GIFT tilapia: Technology for successful selected strain continues
The Genetically Improved Farmed Tilapia (GIFT) program, spearheaded by the research institution WorldFish (CGIAR), has given rise to one of the elite strains found today and distributed worldwide. But this has all been achieved through selective breeding without a complete reference genome.
“A reference genome provides a full, annotated catalogue of all the genes in an organism,” said Dr. Wilfried Haerty, study author and group leader at the Earlham Institute. “This crucial resource is the basis for modern breeding programs. WorldFish, who are leading on further developments of GIFT, can now use the reference genome as the baseline to work from when looking to breed beneficial traits.”
To accelerate the development of improved GIFT strains through genomic selection, researchers at the Earlham Institute and Roslin Institute teamed up to generate a near-complete and high-quality reference genome.

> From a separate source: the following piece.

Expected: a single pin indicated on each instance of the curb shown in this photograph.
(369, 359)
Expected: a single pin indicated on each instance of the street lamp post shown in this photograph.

WorldFish provided tissues to Earlham Institute researchers, who used a combination of short- and long-read sequencing techniques to create a chromosome-level genome assembly for GIFT. This was supported by a linkage map developed at the Roslin Institute, built on work from WorldFish to develop an SNP chip. The genome was then annotated, using a cutting-edge approach developed by the Swarbreck Group at the Earlham Institute.
“This collaboration has laid a strong foundation for us to produce new strains of GIFT that are more resilient to a changing climate – reducing production risks for fish farmers and increasing yield to feed nutritious animal protein to a growing global population,” said Dr. John Benzie, WorldFish’s Acting Director of Aquatic Foods Biosciences.
The GIFT strain was originally developed from a mix of commercial and wild Nile tilapia strains, as well as crosses with other species. By using the genomes of closely-related species, including Oreochromis mossambicus and Oreochromis aureus, they were able to reveal the extent to which genetic material may have passed between species in the past – and identify the specific regions in the GIFT genome.
They found over 11 million bases of O. mossambicus genomic material within the GIFT genome, including genes associated with immunity and growth rate. The discovery will help guide future breeding programs and improve the understanding of genes associated with beneficial traits in farmed fish species.
“We’ve generated a chromosome-level assembly of the GIFT strain,” explained Dr. Haerty. “Characterizing its mixed origins and the potential contributions of introgressed regions to selected traits. This gives breeders the information they need to develop new programs with confidence. Because of the breeding history of elite strains, we now realize the reference genomes currently available might not be suitable to support further studies into elite strains.”